Overview
Pipistrel is a Slovenian aircraft manufacturer, now part of Textron eAviation, that builds light aircraft designed around fuel efficiency. From a base in Ajdovscina it has grown from microlight trikes into a line of composite two- and four-seaters and the first type-certified electric aeroplane. Its catalogue here spans the training-LSA Alpha Trainer, the fast cross-country Virus SW, the electric Velis Electro, and the four-seat Panthera.
Heritage
Ivo Boscarol founded Pipistrel in 1989, building powered hang gliders and microlights in a country that did not yet formally permit them.

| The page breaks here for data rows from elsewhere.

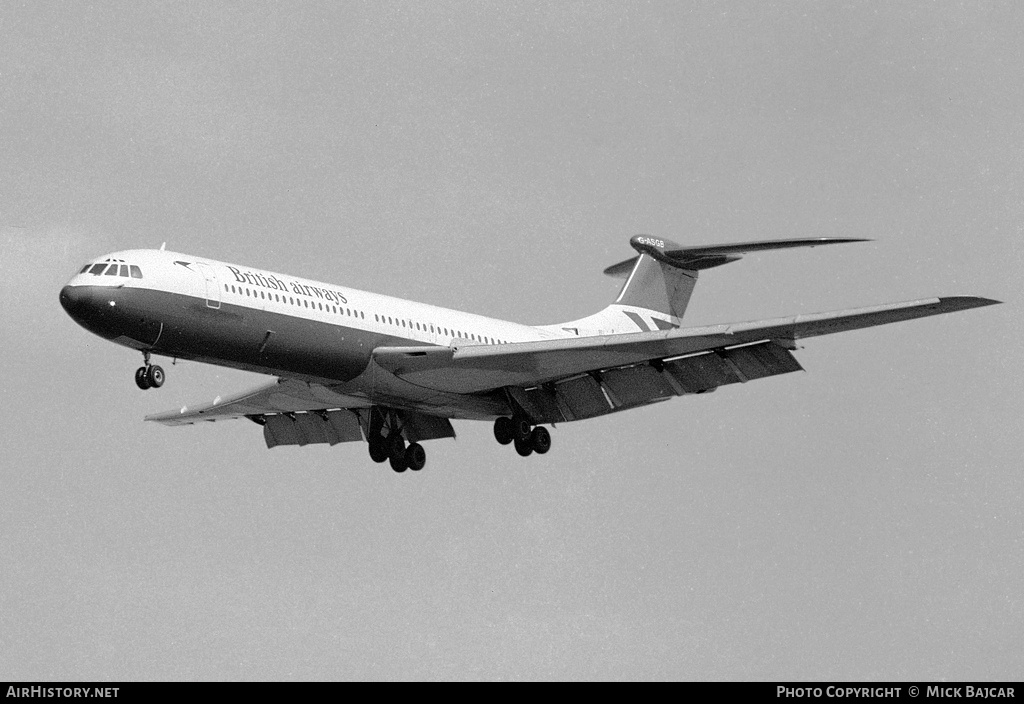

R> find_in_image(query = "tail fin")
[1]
[545,234,869,335]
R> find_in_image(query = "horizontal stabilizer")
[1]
[604,234,870,278]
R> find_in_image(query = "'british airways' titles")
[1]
[227,266,348,304]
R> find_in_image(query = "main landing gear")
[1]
[495,415,551,457]
[135,352,164,391]
[369,409,427,474]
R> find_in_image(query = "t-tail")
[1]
[544,234,869,336]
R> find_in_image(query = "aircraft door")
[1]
[196,262,220,309]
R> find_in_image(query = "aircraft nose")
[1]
[60,287,91,318]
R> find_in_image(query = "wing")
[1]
[374,296,998,394]
[145,379,455,447]
[145,379,369,426]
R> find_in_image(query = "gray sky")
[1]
[0,2,1024,679]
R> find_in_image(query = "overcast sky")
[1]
[0,1,1024,680]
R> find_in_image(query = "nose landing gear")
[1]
[135,352,164,391]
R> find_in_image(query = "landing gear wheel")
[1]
[406,442,427,472]
[495,415,515,445]
[513,438,534,457]
[512,417,532,441]
[370,435,388,465]
[529,426,551,454]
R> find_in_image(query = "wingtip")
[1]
[939,296,1002,310]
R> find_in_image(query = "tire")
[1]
[495,415,515,445]
[370,436,387,465]
[406,442,427,472]
[513,440,534,457]
[529,426,551,454]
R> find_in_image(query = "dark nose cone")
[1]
[60,287,89,319]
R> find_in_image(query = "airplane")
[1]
[59,235,999,473]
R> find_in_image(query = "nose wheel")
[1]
[135,352,165,391]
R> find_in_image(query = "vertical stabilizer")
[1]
[542,234,868,336]
[615,254,697,318]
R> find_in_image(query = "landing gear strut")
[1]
[368,407,427,474]
[135,352,164,391]
[495,415,551,457]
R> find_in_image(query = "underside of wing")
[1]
[145,379,370,426]
[374,297,998,394]
[145,379,455,447]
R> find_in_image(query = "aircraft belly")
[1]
[332,360,512,419]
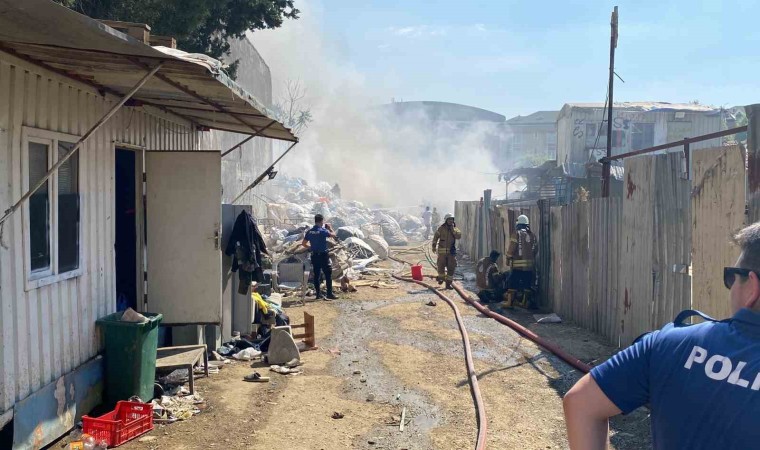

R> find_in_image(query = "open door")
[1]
[145,151,222,325]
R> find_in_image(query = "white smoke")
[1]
[250,2,505,212]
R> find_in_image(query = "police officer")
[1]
[564,223,760,450]
[301,214,338,300]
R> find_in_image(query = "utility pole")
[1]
[602,6,617,198]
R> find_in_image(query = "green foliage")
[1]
[55,0,300,77]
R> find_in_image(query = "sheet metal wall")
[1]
[0,52,199,413]
[457,147,745,346]
[691,146,746,319]
[557,107,721,167]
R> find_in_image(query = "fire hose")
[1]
[393,272,488,450]
[452,283,591,373]
[391,257,591,374]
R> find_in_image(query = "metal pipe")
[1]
[230,141,298,205]
[392,274,488,450]
[0,63,164,224]
[599,125,747,163]
[602,6,617,197]
[222,120,277,158]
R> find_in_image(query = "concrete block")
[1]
[267,326,301,364]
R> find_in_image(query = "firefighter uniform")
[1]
[505,216,538,307]
[433,216,462,288]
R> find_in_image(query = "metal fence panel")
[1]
[691,145,746,319]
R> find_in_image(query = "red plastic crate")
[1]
[82,402,153,448]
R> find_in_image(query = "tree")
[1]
[55,0,300,78]
[273,80,313,136]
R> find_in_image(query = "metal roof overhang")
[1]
[0,0,298,142]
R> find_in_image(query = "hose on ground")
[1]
[393,270,488,450]
[453,282,591,373]
[392,258,591,374]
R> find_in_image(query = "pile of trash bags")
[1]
[267,177,436,255]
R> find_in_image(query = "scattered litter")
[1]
[533,313,562,323]
[243,372,269,383]
[152,394,205,424]
[193,364,219,375]
[283,358,303,369]
[269,365,301,375]
[232,347,261,361]
[340,275,356,292]
[158,369,190,385]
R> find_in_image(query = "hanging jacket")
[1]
[475,256,499,289]
[224,210,267,272]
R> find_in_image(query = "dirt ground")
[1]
[53,248,650,450]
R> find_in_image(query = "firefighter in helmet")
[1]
[475,250,509,303]
[433,214,462,289]
[504,215,538,308]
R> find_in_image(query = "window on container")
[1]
[586,121,607,149]
[631,123,654,150]
[57,141,79,273]
[28,142,51,274]
[546,132,557,158]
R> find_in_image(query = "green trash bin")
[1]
[96,312,163,405]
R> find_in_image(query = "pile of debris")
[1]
[267,178,425,255]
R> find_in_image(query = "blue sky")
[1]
[311,0,760,117]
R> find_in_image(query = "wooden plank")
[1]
[688,146,745,319]
[619,157,654,345]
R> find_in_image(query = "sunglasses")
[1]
[723,267,760,289]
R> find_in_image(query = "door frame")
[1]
[142,149,224,327]
[111,141,148,312]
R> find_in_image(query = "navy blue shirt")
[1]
[591,309,760,450]
[304,225,330,253]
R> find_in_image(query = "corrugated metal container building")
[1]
[0,0,297,448]
[0,50,198,411]
[557,103,723,164]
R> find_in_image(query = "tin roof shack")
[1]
[499,160,623,205]
[507,111,559,161]
[557,102,723,175]
[0,0,297,448]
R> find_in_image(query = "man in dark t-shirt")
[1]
[301,214,338,300]
[564,223,760,450]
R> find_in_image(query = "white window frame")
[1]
[21,127,84,291]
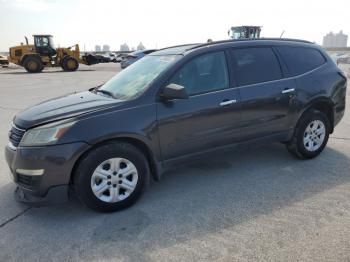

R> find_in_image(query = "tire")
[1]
[23,56,44,73]
[286,109,330,159]
[73,142,150,212]
[61,56,79,72]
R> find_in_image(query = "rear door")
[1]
[157,51,240,160]
[230,46,296,140]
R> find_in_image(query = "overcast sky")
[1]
[0,0,350,51]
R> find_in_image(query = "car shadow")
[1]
[0,144,350,261]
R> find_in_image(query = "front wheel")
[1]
[73,142,149,212]
[287,110,330,159]
[23,56,44,73]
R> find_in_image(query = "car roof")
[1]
[130,49,156,55]
[152,38,316,55]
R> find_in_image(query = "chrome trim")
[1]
[282,88,295,94]
[16,168,45,176]
[7,142,17,151]
[11,122,26,132]
[220,99,237,106]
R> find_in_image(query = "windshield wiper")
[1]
[94,89,116,98]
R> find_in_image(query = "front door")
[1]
[230,46,296,140]
[157,51,241,160]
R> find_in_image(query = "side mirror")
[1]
[161,84,188,100]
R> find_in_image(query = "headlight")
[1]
[20,121,75,146]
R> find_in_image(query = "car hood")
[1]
[14,91,122,129]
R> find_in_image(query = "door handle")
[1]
[220,99,237,106]
[282,88,295,94]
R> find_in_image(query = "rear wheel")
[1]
[73,142,149,212]
[287,110,330,159]
[61,56,79,72]
[23,56,44,73]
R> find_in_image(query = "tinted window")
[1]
[169,52,229,95]
[277,47,326,76]
[231,47,282,86]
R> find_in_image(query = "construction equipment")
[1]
[8,35,98,73]
[228,25,261,39]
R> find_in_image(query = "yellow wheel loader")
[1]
[8,35,98,73]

Motorgliders followed, and with them the idea that still defines the company: a long, slender, high-aspect wing that gives a powered aircraft a glider’s efficiency. The Sinus and Virus established Pipistrel as a serious light-aircraft builder through the 2000s, the Velis Electro made it a certification pioneer in 2020, and in 2022 Textron acquired the company and folded it into Textron eAviation alongside Cessna and Beechcraft.
Design Signature
Every Pipistrel airframe is composite, slippery, and built around low fuel burn rather than raw power. The piston models run the Rotax 912 on mogas, turning modest horsepower into genuine cross-country speed because the airframe makes so little drag. That same philosophy carried straight into electric flight: the Velis Electro is a Virus airframe with the piston engine swapped for a motor and battery. Whole-airframe ballistic parachutes, glass cockpits, and light, efficient wings recur across the range.
For Owners
Pipistrel suits buyers who value efficiency and low operating cost over cabin size or payload. The Alpha Trainer and Virus SW are factory-built Special Light-Sport Aircraft, sport-pilot and MOSAIC eligible, that fly on car gas for a fraction of a certified trainer’s hourly cost. The Velis Electro is the only type-certified electric aircraft, aimed at flight schools doing circuit work. The four-seat Panthera is the outlier: fast and efficient, but still completing certification and sold in the US on an experimental certificate, so it carries the financing, insurance, and resale caveats of a non-certified aeroplane. Support now runs through Textron’s global network.